I asked if the villagers of Anavryti spoke Spanish. A priest's reflection leant forward clicking his tongue in the negative: he was the hairiest man I've ever seen. (What's he doing in here, I wondered. Orthodox clergy are forbidden to shave or cut their hair.) Two dark eyes seemed to be peering into the looking-glass through a hole in a black hayrick.

“No,” he said, “they speak Greek like the rest of us. When Holy St. Nikon the Penitent, the apostle of the Laconians, converted our ancestors to Christianity, these people were living in the plain. They took refuge up in the goat-rocks, and have lived there ever since. They go to church, they take the sacraments. They are good people but they are Jews all right.”

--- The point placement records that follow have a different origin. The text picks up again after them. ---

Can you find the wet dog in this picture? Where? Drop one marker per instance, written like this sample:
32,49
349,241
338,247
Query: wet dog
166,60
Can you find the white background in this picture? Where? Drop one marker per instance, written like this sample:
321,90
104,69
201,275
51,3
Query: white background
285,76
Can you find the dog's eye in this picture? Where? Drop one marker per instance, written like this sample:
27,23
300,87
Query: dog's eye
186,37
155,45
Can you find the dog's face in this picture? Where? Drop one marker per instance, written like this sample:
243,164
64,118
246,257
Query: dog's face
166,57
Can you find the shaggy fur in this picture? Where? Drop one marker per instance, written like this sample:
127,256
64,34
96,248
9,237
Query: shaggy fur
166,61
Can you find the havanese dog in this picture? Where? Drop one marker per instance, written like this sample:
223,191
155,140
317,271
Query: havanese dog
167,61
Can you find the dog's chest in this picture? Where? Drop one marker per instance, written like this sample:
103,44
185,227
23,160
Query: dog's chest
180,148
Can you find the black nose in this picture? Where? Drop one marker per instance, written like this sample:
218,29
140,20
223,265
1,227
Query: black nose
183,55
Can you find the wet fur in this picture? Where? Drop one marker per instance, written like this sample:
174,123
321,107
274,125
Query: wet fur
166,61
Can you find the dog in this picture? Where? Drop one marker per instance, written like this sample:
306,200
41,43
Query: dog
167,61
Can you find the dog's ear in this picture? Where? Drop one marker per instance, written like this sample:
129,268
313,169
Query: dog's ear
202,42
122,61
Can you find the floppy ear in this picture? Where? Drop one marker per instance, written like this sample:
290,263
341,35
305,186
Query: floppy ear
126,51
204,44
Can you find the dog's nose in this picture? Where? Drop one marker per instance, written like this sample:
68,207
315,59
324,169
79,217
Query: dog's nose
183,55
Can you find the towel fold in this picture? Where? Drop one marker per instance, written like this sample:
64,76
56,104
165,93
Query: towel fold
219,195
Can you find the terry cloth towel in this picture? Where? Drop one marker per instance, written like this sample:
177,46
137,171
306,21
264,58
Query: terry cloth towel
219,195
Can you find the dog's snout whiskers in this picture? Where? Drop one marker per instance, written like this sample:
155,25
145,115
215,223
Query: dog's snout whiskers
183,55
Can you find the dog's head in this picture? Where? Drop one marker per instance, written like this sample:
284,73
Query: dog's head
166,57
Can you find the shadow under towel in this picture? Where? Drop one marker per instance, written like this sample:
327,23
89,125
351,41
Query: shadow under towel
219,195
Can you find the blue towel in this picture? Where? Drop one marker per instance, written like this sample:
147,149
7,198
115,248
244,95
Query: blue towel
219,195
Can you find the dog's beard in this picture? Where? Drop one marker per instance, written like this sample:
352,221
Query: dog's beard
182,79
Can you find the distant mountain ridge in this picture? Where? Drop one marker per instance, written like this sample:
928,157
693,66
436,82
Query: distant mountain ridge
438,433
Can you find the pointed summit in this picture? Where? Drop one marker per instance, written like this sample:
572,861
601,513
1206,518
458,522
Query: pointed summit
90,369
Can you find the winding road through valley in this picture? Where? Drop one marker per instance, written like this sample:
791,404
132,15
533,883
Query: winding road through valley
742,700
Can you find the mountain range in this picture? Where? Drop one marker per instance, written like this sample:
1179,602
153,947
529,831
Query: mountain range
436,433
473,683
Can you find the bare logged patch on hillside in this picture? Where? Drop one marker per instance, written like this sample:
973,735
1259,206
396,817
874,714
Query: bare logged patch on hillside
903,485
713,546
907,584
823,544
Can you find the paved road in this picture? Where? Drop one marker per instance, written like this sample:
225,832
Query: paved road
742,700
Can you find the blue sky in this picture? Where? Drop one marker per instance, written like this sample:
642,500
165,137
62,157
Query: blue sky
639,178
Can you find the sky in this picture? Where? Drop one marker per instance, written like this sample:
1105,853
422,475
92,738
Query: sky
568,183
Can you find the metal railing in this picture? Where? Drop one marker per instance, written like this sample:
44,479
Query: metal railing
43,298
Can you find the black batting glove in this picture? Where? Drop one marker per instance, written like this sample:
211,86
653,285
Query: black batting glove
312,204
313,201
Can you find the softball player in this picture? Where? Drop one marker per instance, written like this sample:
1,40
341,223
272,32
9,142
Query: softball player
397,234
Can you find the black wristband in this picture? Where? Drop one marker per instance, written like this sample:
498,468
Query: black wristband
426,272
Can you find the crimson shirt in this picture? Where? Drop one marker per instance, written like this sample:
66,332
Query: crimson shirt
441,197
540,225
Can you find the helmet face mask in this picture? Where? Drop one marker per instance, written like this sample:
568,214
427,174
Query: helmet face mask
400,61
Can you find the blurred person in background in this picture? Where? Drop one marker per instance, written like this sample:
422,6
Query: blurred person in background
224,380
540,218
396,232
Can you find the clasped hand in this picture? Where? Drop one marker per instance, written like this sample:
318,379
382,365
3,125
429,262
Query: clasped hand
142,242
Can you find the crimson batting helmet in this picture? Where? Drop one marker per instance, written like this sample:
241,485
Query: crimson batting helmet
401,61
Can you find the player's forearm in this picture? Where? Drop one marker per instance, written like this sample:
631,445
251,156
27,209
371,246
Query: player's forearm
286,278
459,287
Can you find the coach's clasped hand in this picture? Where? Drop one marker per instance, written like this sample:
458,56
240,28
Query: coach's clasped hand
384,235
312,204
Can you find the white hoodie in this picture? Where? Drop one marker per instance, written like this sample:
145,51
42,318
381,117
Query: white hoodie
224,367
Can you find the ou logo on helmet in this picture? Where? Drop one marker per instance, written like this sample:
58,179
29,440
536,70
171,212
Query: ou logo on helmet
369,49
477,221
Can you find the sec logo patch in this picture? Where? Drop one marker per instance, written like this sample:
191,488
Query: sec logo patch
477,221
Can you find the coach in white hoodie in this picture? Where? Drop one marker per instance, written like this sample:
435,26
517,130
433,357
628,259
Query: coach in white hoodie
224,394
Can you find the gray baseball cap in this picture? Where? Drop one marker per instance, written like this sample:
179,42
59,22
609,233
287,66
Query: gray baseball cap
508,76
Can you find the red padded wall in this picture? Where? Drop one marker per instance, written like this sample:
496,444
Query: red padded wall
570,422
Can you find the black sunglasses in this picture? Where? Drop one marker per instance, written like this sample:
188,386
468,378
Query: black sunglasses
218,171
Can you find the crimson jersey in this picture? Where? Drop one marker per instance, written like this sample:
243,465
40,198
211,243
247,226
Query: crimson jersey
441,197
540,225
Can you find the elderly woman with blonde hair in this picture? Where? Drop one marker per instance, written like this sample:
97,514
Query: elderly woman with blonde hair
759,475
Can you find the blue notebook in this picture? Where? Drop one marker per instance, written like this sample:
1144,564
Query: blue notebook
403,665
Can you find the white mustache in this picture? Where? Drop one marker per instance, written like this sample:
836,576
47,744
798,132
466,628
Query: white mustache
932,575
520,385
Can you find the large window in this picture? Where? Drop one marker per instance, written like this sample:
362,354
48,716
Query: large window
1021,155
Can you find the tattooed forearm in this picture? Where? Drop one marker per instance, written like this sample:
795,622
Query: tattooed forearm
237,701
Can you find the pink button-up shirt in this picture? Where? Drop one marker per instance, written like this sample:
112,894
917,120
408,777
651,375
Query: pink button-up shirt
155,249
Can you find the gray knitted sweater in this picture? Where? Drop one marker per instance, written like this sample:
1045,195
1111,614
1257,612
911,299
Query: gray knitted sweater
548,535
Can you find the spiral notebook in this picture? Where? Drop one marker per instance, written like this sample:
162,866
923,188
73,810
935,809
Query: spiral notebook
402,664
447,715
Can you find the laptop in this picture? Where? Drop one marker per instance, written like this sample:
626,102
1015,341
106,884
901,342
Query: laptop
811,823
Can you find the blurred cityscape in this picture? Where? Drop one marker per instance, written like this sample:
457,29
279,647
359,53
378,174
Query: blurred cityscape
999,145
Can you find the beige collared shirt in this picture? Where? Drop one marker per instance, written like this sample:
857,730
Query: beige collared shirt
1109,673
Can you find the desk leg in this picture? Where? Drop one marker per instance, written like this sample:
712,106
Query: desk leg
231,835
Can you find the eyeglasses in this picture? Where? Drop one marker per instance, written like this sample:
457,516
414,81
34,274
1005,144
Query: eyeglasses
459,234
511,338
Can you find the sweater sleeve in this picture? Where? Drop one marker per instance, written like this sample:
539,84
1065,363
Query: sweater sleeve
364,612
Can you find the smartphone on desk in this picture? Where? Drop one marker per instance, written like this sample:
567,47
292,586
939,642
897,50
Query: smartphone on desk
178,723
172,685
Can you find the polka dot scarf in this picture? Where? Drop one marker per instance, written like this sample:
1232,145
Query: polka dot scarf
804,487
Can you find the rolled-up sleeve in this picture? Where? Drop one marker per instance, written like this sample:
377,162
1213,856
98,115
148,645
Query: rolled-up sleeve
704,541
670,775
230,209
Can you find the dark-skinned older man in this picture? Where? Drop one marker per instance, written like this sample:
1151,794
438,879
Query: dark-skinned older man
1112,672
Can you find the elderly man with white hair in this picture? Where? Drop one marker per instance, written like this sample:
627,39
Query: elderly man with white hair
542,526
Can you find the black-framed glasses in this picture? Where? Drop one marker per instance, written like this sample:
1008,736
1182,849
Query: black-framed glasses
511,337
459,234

“Of course they are,” the old Arcadian repeated. Shaven and shorn now, and brushed clear of the wreckage, I prepared to go. The old man leant from the window into roasting Sparta and, waving his crook, shouted through grinning gums equipped with a solitary grey fang, a repetition of his warning that they would skin us alive.

* * *

The man who led the way to the mosaics—the only antiquity surviving inside the modern town of Sparta and a Graeco-Roman one at that—had the same tale to tell. They were a strange lot; and Jews.... We followed him down some steps under an improvised roof. With a tilt of his wrist, he emptied a pitcher on a grey blur of dusty floor. The water fell in a great black star, and, as it expanded to the edges, shapes defined themselves, colours came to life and delightful scenes emerged. Orpheus in a Phrygian-cap fingered his lyre in the heart of a spellbound menagerie of rabbits, lions, leopards, stags, serpents and tortoises. Then, as effeminate and as soft as Antinous, Achilles swam to the surface among the women of Scyros. Next door another splash spread further enchantments: Europa—lovely, Canova-like, with champagne-bottle shoulders and a wasp waist, heavy-thighed, callipygous and long-legged—sat side-saddle on the back of a fine bull breasting the foam to Crete.